Global talent lacking in China
By Yang Yao
Nation needs to offer incentives to attract foreign executives: experts
China needs to develop better policies to attract professionals from abroad to work in Chinese companies, helping to power the shift from “Made in China” to “Created in China”, according to experts.
“There are so many companies in China that need global talent, but there are only a few thousand available in the Chinese market,” said Wang Huiyao, director-general of the Center for China and Globalization.
According to his research, China needs 75,000 executive managers with global experience in the next five to 10 years, but there are only 3,000- to 5,000 people in the local market who meet the necessary criteria.
Wang said that a new era has arrived in which Chinese companies are increasingly expanding and doing business overseas, a fact that calls for professionals and managers with international backgrounds.
Last year, China’s overseas investment reached $72.2 billion, and this year, China’s foreign investment is expected to top $100 billion for the first time.
According to Fortune Magazine’s 500 Top Global Companies List this year, China has a record number of 89 companies listed, next only to the United States.
“However, most of these companies are still domestic-oriented,” said Wang. “For these companies that wish to get more market share globally, one of the key challenges is that they don’t have enough global talent — particularly global executive talent.”
“China will need many more global executives and managers to cope with the rapid increase of Chinese companies, global investment and business activities,” he said.
Zheng Hong, HR manager with Hangzhou Hongsheng Beverage Group, the mainland’s largest soft drinks company by sales, expressed the same wish.
“We hope to create our own brand, which can influence and change consumption habits in the global beverage industry,” she said. “But we are lacking innovative people who are capable of doing so.”

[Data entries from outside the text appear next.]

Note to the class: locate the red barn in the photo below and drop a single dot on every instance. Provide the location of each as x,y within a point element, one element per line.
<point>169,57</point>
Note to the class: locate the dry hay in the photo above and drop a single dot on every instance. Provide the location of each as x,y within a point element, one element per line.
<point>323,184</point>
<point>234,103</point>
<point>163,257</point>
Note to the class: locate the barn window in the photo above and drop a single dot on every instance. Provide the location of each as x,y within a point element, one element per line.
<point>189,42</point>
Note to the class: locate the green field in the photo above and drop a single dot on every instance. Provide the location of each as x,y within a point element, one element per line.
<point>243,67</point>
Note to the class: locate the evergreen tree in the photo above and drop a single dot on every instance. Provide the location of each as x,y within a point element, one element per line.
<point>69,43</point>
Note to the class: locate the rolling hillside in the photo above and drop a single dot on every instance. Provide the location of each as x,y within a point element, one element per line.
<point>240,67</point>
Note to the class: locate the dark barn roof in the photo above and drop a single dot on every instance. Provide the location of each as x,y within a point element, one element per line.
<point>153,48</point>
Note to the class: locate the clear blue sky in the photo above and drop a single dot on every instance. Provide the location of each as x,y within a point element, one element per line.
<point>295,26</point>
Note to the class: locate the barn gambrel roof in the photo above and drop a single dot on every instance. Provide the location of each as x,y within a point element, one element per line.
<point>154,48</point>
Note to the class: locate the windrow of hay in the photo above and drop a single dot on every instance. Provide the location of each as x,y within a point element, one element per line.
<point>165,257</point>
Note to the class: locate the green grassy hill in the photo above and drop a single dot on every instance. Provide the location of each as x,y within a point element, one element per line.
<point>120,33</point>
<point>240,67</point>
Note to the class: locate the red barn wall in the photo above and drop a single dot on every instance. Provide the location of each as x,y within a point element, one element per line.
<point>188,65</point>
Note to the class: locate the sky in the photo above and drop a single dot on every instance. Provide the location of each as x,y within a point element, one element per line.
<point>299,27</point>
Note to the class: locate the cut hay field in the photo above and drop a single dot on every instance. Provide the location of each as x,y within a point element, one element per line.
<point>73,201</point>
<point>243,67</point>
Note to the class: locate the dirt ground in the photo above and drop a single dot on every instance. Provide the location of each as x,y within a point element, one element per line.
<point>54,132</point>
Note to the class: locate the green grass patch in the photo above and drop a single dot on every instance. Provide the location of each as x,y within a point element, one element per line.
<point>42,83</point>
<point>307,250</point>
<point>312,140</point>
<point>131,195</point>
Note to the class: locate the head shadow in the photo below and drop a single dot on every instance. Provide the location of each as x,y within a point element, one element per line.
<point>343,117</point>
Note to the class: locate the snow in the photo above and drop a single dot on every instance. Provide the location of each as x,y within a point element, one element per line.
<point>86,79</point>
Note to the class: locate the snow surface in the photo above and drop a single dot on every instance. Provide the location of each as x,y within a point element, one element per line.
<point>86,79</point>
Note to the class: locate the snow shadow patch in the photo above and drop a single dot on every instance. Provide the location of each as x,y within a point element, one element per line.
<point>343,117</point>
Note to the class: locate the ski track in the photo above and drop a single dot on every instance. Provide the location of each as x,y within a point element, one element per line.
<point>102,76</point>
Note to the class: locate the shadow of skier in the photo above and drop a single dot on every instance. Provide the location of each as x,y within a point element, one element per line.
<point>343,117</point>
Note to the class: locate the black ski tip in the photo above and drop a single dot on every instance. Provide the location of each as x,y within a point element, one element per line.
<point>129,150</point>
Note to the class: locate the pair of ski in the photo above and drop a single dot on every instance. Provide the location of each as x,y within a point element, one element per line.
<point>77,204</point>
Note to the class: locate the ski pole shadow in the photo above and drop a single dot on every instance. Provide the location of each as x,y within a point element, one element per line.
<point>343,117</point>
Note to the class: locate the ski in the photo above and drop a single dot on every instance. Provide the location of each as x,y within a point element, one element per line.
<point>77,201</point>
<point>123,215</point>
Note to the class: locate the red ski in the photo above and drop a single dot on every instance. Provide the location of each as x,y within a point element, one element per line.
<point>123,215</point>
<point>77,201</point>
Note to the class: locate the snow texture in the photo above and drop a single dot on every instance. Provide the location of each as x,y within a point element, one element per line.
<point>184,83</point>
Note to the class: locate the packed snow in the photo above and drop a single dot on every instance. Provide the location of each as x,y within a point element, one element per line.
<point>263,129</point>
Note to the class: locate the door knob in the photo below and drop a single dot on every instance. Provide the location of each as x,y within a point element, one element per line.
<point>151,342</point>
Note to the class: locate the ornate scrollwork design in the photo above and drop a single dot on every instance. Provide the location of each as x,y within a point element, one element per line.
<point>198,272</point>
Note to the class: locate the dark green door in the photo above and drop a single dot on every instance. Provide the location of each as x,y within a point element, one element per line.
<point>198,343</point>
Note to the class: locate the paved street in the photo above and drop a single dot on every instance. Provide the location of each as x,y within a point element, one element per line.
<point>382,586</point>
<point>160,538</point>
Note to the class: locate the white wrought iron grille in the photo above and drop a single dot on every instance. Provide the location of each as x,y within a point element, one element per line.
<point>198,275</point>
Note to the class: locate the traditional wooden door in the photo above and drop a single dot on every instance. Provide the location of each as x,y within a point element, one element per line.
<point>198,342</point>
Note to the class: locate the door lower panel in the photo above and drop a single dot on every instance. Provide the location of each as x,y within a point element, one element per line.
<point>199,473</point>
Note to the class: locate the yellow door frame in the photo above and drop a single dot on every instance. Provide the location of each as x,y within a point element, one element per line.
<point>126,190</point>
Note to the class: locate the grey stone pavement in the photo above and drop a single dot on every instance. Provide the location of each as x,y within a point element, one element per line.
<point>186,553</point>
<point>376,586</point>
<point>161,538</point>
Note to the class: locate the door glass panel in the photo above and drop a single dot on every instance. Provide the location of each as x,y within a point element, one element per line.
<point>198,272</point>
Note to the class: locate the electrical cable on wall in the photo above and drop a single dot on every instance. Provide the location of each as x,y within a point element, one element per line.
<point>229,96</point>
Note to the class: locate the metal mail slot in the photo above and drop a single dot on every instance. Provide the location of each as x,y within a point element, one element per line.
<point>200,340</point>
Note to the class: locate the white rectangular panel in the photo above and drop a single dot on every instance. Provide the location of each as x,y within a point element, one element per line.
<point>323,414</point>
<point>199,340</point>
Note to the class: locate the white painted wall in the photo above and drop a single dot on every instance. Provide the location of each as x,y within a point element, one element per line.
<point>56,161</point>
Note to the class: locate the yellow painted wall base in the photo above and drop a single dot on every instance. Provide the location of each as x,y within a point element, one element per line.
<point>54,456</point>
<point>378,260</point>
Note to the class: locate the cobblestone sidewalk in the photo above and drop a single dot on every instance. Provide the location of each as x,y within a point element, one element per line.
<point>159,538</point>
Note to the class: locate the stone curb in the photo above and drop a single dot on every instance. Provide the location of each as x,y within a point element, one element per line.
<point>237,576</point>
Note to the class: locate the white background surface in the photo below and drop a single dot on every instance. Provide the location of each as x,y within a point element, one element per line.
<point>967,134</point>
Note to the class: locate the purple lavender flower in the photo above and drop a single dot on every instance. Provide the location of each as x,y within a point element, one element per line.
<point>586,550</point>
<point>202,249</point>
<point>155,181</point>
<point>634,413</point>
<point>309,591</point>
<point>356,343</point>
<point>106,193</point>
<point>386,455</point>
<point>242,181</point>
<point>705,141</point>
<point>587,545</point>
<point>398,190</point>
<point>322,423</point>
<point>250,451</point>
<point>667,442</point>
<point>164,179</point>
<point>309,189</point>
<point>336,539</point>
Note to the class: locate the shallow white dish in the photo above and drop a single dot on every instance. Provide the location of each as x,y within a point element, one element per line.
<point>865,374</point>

The fields most in need of professional talent from abroad include hi-tech industries, energy/natural resources, healthcare and life sciences, according to the 2013 Executive Search Industry Global Outlook Report, by the Association of Executive Search Consultants.
“The senior executive talent shortage is the most visible this year in China,” said Peter Felix, president of the New York-based global headhunting organization.

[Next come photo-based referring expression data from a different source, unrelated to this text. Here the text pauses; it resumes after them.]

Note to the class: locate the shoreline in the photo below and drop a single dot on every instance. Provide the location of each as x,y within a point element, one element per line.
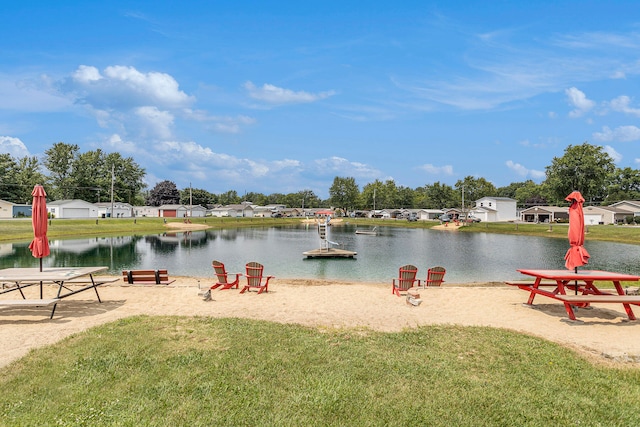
<point>603,334</point>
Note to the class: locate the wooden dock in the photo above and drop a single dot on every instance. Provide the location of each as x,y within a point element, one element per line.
<point>329,253</point>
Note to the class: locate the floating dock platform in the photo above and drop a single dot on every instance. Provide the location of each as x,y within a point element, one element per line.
<point>329,253</point>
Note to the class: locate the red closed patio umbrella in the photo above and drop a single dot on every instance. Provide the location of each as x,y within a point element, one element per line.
<point>40,244</point>
<point>577,255</point>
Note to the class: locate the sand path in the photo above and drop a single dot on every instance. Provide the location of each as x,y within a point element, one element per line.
<point>602,332</point>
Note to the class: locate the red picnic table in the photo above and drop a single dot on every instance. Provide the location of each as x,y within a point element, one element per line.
<point>582,284</point>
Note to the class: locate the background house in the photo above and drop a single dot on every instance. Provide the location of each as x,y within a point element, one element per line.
<point>234,211</point>
<point>72,209</point>
<point>146,211</point>
<point>544,214</point>
<point>494,209</point>
<point>120,210</point>
<point>6,209</point>
<point>172,211</point>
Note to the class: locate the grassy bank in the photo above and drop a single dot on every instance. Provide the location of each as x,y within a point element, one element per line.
<point>610,233</point>
<point>166,371</point>
<point>17,230</point>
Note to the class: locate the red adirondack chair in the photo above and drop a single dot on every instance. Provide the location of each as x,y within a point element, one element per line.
<point>406,279</point>
<point>223,277</point>
<point>255,279</point>
<point>435,276</point>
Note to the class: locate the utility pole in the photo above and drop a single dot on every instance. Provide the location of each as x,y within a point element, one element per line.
<point>190,202</point>
<point>113,179</point>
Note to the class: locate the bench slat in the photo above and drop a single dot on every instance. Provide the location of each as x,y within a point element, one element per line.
<point>146,277</point>
<point>624,299</point>
<point>29,302</point>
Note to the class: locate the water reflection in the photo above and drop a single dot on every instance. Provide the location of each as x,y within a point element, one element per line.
<point>468,257</point>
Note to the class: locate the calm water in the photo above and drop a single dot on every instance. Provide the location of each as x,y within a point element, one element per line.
<point>468,257</point>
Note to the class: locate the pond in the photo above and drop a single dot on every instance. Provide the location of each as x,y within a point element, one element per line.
<point>468,257</point>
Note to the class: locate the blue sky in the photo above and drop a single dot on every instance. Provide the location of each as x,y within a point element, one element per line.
<point>279,97</point>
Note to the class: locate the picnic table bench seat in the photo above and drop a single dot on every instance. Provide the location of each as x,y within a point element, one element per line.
<point>597,298</point>
<point>31,303</point>
<point>146,277</point>
<point>520,283</point>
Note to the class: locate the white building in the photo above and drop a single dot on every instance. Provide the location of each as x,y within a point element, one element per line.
<point>117,210</point>
<point>495,209</point>
<point>72,209</point>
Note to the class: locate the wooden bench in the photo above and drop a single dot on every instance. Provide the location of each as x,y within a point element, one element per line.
<point>531,283</point>
<point>146,277</point>
<point>31,303</point>
<point>589,298</point>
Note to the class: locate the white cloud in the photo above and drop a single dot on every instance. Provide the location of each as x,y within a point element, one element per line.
<point>523,171</point>
<point>157,123</point>
<point>437,170</point>
<point>117,144</point>
<point>20,94</point>
<point>13,146</point>
<point>579,100</point>
<point>224,124</point>
<point>617,157</point>
<point>622,105</point>
<point>341,166</point>
<point>621,133</point>
<point>277,95</point>
<point>124,87</point>
<point>86,74</point>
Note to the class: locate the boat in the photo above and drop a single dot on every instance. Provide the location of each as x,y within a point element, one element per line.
<point>372,232</point>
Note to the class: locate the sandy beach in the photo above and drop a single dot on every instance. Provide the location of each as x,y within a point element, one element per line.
<point>602,333</point>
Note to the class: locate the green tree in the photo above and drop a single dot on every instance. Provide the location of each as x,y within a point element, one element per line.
<point>89,176</point>
<point>439,196</point>
<point>256,198</point>
<point>229,198</point>
<point>59,161</point>
<point>624,184</point>
<point>28,175</point>
<point>9,186</point>
<point>164,193</point>
<point>128,178</point>
<point>474,189</point>
<point>527,193</point>
<point>344,193</point>
<point>585,168</point>
<point>196,196</point>
<point>405,197</point>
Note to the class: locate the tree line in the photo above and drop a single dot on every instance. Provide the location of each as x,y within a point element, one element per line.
<point>95,175</point>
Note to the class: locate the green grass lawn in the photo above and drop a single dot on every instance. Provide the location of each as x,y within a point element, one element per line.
<point>184,371</point>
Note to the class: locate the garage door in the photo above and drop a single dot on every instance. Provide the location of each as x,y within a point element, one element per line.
<point>75,213</point>
<point>592,219</point>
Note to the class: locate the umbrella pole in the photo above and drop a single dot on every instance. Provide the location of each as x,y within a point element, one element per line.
<point>40,282</point>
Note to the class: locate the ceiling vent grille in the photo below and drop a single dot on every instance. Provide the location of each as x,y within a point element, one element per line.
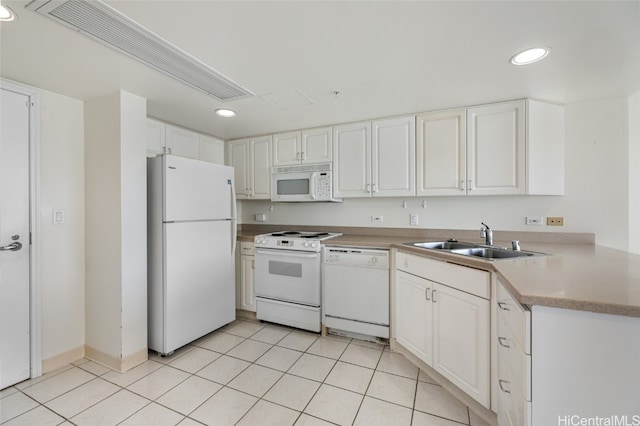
<point>105,24</point>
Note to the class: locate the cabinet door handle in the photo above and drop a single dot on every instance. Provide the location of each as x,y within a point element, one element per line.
<point>502,341</point>
<point>503,306</point>
<point>502,388</point>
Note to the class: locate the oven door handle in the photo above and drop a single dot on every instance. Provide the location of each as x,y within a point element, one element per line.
<point>288,253</point>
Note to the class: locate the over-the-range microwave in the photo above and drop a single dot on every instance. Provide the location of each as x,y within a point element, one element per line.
<point>303,183</point>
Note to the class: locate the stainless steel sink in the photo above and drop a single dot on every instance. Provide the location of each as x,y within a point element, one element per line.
<point>444,245</point>
<point>475,250</point>
<point>494,253</point>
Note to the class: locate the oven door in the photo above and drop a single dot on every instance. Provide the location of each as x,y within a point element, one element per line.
<point>287,275</point>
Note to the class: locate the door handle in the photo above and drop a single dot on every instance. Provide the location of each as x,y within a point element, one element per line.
<point>12,247</point>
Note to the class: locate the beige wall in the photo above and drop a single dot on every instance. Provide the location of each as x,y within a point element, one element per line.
<point>634,173</point>
<point>595,200</point>
<point>62,257</point>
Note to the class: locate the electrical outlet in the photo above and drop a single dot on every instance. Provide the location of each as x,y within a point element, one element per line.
<point>534,220</point>
<point>555,221</point>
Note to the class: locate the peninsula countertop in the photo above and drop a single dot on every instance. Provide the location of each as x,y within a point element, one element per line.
<point>574,275</point>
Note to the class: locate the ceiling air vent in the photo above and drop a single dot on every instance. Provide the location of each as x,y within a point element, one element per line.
<point>105,24</point>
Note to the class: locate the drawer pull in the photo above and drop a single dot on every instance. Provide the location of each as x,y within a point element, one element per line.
<point>502,341</point>
<point>503,306</point>
<point>502,388</point>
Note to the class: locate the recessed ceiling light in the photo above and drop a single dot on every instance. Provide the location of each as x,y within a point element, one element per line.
<point>530,56</point>
<point>226,113</point>
<point>6,14</point>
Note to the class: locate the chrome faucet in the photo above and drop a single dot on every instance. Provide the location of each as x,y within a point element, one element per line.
<point>487,233</point>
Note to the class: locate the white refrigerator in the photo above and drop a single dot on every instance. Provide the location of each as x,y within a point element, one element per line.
<point>191,250</point>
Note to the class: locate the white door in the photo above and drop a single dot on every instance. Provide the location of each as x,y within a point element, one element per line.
<point>413,315</point>
<point>286,149</point>
<point>196,190</point>
<point>393,170</point>
<point>461,340</point>
<point>14,239</point>
<point>200,280</point>
<point>352,160</point>
<point>316,145</point>
<point>495,149</point>
<point>441,153</point>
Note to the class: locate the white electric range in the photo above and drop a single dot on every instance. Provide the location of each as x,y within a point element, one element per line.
<point>288,277</point>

Citing one example of the penetration of foreign talent into the Chinese business world, Felix said that around half of Lenovo’s board of directors are American.
“In order to retain this high-end group of talent, China needs to compete with other countries,” he said. Liu Huaisong, chairman of Zhongguancun Talent Association, said that compared with Silicon Valley in United States where more than 40 percent of the companies are started by foreigners, Zhongguancun, China’s “Silicon Valley”, has a low proportion of overseas talent.
Felix told China Daily that his organization, as well as the China Global Talent Society and Zhongguancun Talent Association, are joining forces to help Chinese high-tech companies search executives globally.
“In this sense, China needs to create a whole package, including visa policy, education, retirement, legal system and also environment, to attract them,” Felix said.
However, there are tensions between the need for global talent and current social policies.
Lin Lei, deputy head of human resources for Microsoft China, said that the issuing of visas is a big issue.
“If there were more green cards issued to the senior executives, things would be easier,” she said, citing the example of Zhang Yaqin, corporate vice-president of Microsoft, who was born in China but now holds a US passport.
According to data from the Ministry of Public Security, China had only issued 4,752 green cards to foreign residents by the end of 2011.
For industry executives like Zhang, who is valuable in every company and every country, we still have to help him renew his visa every year, which is a huge burden. Why not give people like him a green card?” Lin said.
Lin also said that Chinese education, healthcare and environmental standards are not always conducive to retaining talents.
“If Chinese professionals who have global industry experience immigrate to other countries because they are dissatisfied with the package offered to them, it will be a huge loss for the country,” she said.